The Label You Choose For Your Spouse Changes Everything

Dear Dr. Bill,

I can’t figure my wife out. Why does she have to be so controlling? She must be in charge of everything. She decides what we will do and when we will do it. Its her way or the highway with the way we parent our children, spend money and even the way we have birthday parties for the kids. And she gets extremely mad when things don’t go her way. I’ve simply given up trying to have a say. The price I have to pay for challenging her is just too great. But I do resent it and often find myself seething inside. So saying yes all the time makes me mad and saying no makes her mad. There must be a way to do this differently. Signed Controlled and hating it.

Dear Afraid,

I know you signed your letter differently, but the “my spouse in controlling” is an overused label which has lost all meaning. I propose we ban the use of the word controlling in relationship discussions. It takes on a life of its own. Once a spouse has been pegged with that label, it becomes all too easy to categorize their every behavior with the “controlling” label. “Your too controlling” never results in constructive change in a marriage. Its sophisticated name calling and nothing else. You have a much better chance of getting change if you ask for specific change in a behavior rather than challenging someone’s character.

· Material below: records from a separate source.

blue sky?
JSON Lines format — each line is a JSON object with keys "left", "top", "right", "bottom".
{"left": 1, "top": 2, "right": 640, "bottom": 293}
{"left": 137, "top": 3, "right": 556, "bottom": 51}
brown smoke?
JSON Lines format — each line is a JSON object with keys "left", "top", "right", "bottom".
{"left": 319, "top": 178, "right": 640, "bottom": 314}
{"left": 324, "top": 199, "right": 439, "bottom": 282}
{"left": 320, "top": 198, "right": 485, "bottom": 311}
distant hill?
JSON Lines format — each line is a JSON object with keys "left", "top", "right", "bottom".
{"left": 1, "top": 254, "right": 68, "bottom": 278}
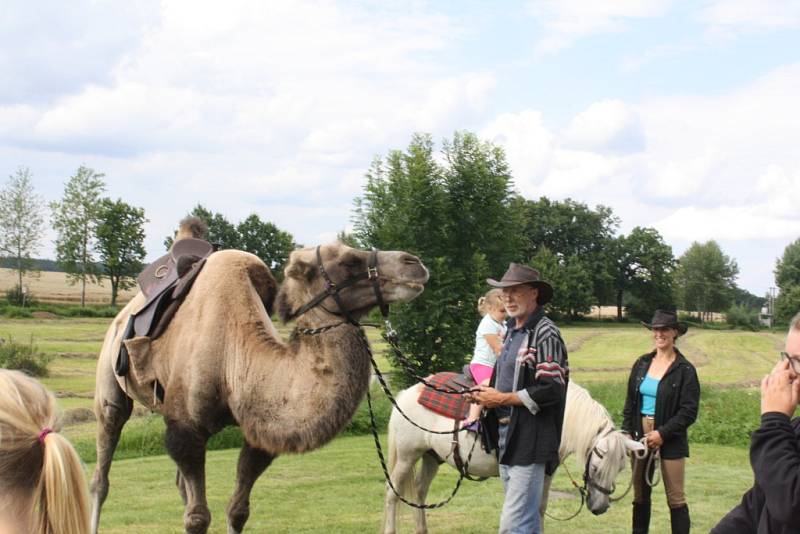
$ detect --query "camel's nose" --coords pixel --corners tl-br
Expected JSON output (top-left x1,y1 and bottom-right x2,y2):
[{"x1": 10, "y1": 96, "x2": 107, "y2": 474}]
[{"x1": 400, "y1": 253, "x2": 421, "y2": 266}]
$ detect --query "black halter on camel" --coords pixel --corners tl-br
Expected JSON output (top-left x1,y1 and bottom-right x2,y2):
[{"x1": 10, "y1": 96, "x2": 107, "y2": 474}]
[{"x1": 292, "y1": 246, "x2": 387, "y2": 330}]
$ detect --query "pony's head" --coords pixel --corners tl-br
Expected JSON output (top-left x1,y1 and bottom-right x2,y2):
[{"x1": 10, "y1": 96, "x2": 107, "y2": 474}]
[{"x1": 583, "y1": 429, "x2": 645, "y2": 515}]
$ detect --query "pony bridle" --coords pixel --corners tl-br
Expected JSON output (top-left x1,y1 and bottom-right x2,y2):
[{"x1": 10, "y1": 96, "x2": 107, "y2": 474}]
[
  {"x1": 293, "y1": 246, "x2": 389, "y2": 326},
  {"x1": 583, "y1": 431, "x2": 617, "y2": 496}
]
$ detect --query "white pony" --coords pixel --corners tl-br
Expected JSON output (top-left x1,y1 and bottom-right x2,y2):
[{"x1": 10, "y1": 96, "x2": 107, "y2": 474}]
[{"x1": 382, "y1": 381, "x2": 644, "y2": 534}]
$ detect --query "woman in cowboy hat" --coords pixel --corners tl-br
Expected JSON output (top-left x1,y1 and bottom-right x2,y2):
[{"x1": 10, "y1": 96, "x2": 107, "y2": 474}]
[{"x1": 621, "y1": 310, "x2": 700, "y2": 534}]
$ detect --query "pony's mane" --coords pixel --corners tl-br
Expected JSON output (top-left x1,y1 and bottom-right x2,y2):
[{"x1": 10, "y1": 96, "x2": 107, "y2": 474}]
[{"x1": 561, "y1": 382, "x2": 629, "y2": 489}]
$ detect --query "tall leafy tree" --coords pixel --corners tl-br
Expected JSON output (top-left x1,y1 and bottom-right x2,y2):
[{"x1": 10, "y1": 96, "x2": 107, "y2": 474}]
[
  {"x1": 612, "y1": 227, "x2": 676, "y2": 320},
  {"x1": 519, "y1": 197, "x2": 618, "y2": 307},
  {"x1": 50, "y1": 166, "x2": 106, "y2": 307},
  {"x1": 237, "y1": 213, "x2": 296, "y2": 277},
  {"x1": 95, "y1": 198, "x2": 147, "y2": 305},
  {"x1": 774, "y1": 238, "x2": 800, "y2": 321},
  {"x1": 0, "y1": 167, "x2": 46, "y2": 299},
  {"x1": 674, "y1": 240, "x2": 739, "y2": 321},
  {"x1": 353, "y1": 132, "x2": 519, "y2": 382},
  {"x1": 530, "y1": 247, "x2": 594, "y2": 318}
]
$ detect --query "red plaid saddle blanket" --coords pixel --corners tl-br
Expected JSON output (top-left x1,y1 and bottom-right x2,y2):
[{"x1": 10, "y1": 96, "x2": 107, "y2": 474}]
[{"x1": 417, "y1": 371, "x2": 476, "y2": 420}]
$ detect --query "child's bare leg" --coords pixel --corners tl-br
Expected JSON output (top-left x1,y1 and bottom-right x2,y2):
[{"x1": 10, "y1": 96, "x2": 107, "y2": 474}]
[{"x1": 463, "y1": 378, "x2": 491, "y2": 425}]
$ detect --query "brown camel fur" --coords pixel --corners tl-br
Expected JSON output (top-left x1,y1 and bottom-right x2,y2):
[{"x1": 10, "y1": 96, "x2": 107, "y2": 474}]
[{"x1": 90, "y1": 241, "x2": 429, "y2": 534}]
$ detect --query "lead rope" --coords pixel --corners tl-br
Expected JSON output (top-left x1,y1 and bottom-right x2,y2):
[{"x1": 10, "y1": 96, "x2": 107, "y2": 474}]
[
  {"x1": 543, "y1": 460, "x2": 586, "y2": 521},
  {"x1": 632, "y1": 439, "x2": 661, "y2": 487}
]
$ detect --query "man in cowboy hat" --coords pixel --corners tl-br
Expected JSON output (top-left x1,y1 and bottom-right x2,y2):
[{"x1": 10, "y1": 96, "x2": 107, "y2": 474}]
[{"x1": 467, "y1": 262, "x2": 568, "y2": 534}]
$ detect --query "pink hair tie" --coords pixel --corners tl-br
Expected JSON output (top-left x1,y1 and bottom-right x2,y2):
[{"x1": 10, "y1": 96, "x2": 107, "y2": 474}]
[{"x1": 38, "y1": 428, "x2": 53, "y2": 445}]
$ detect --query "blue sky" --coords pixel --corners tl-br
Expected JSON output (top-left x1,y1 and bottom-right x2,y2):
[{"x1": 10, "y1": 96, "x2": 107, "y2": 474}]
[{"x1": 2, "y1": 0, "x2": 800, "y2": 296}]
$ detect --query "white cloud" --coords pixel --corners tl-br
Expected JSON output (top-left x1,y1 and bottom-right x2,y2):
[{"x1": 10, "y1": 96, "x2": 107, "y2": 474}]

In your mind, convert the word controlling to protective. People who carefully organize events around them are not power hungry but afraid. Their brains have learned long ago, that when events get out of hand, things go very wrong. They organize to try to prevent hurt and pain. And her anger is the external expression of pain or fear. She gets angry (afraid) that things may not go as planned because there may be embarrassing (painful) consequences.

So she’s very busy trying to make her world safe and you see that as a threat (fear) and either fight her or withdraw (fear-avoiding conflict). But either way you are angry (pain) and she must feel alone.

Control means “exercise authority over”. Protect means “shield from attack, harm or injury”. Which label you choose makes a dramatic difference in how you respond to your wife. If organizing every detail of a birthday party is “controlling” then you need to fight or withdraw in anger. If it is protective, you can figure out what worrying her and help her be safe. And once you are helping her, you will have input. Your anger and resentment have helped confirm her fear that the world is unsafe. You may be way more on the outside than you realize.

Maybe this change in definitions seems too simple to really make a difference. One fuels resentment and the other compassion. Sow resentment and you will reap a harvest of resentment. Sow compassion and you will reap love. Which will you choose?

1 comment:

Tom Wright said...

Hi Bill,
You are absolutely right to shift focus to fear, safety, and protection. "Controllers" are driven by fear, especially fear of loss. Loss of status, security, emotional control, prestige.

While this is a generalization, a lot of women long for security and fear the loss of it above all else.

When a client describes their partner as a controller, I explore the client's complicity in this arrangement. If you never make a decision, you can never be wrong. Some prefer to be above reproach rather than choosing to exercise their leadership.